Bu aynı zamanda Lich'e plan yapması ve faydalanmayı umduğu kötülük kaynağına uyum sağlamak için yapısının ince ama önemli şekillerde nasıl değişmesi gerektiğini ortaya koyması için bolca zaman verdi. Elbette yeniden doğuşta işin çoğu zaten yapılmıştı ama Ay Tanrıçası'nın köleleriyle olan ilk ikilisine dayanarak yapılması gereken bazı iyileştirmeler vardı. Ancak o anda, uzun zaman önce Siddrim'i tuzağa düşürmek için yaptığı gibi, rünlerle giderek derinleşen kuyuyu güçlendirmeye gerek duymadı.
Narin altın renkli glifler karanlığa doğru spiraller çizerek gerçek adını defalarca tekrarlarken bunun neye benzeyeceğini hayal etti. Saf güzelliğe sahip bir eser olurdu ve bir zamanlar Sidrim olan parçası da bunda değerliydi ama sonunda Tenebroum daha faydacı nedenlerden dolayı buna karşı karar verdi. Bu tür önlemler zaman alıcıydı ve kesinlikle gerekli değildi.

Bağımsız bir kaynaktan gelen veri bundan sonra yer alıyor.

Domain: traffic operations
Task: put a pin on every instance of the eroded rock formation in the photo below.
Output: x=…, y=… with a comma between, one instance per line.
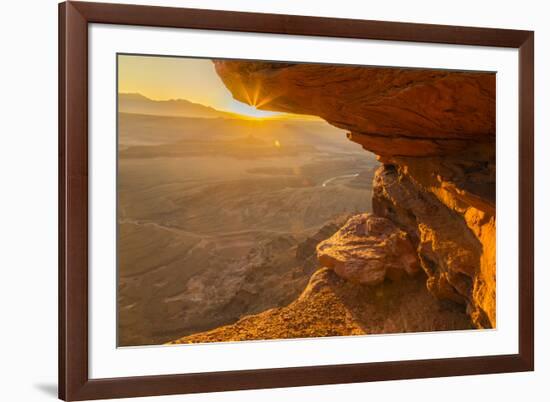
x=434, y=132
x=367, y=249
x=333, y=306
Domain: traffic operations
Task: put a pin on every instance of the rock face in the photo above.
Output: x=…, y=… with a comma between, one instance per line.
x=390, y=111
x=333, y=306
x=367, y=249
x=434, y=132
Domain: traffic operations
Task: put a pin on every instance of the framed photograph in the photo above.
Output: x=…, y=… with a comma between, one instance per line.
x=259, y=200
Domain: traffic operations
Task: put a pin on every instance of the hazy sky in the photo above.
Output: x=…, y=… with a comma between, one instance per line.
x=162, y=78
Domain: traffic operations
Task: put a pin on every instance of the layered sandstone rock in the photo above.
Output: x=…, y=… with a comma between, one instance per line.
x=434, y=132
x=390, y=111
x=333, y=306
x=367, y=249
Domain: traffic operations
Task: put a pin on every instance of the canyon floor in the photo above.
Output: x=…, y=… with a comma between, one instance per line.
x=219, y=220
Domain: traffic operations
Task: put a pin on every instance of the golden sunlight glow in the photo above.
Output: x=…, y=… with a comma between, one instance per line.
x=169, y=78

Ancak ne kadar derin kazarsa kazsın ve ne kadar yan geçit keşfederse araştırsın, zavallı küçük tanrısını asla bulamadı. Krulm'venor'a yüzeyde olduğundan çok daha yakın olması gerektiği göz önüne alındığında bu onu şaşırttı, ancak henüz Dikenlerin Kraliçesi'ni ya da Aklın Sesi'ni de bulamamıştı ki bu da onun orada kaldığına dair yeterli kanıttı. bazı açılardan oldukça azaldı. Tenebroum yaptığı son şey olsa bile bunu düzeltirdi.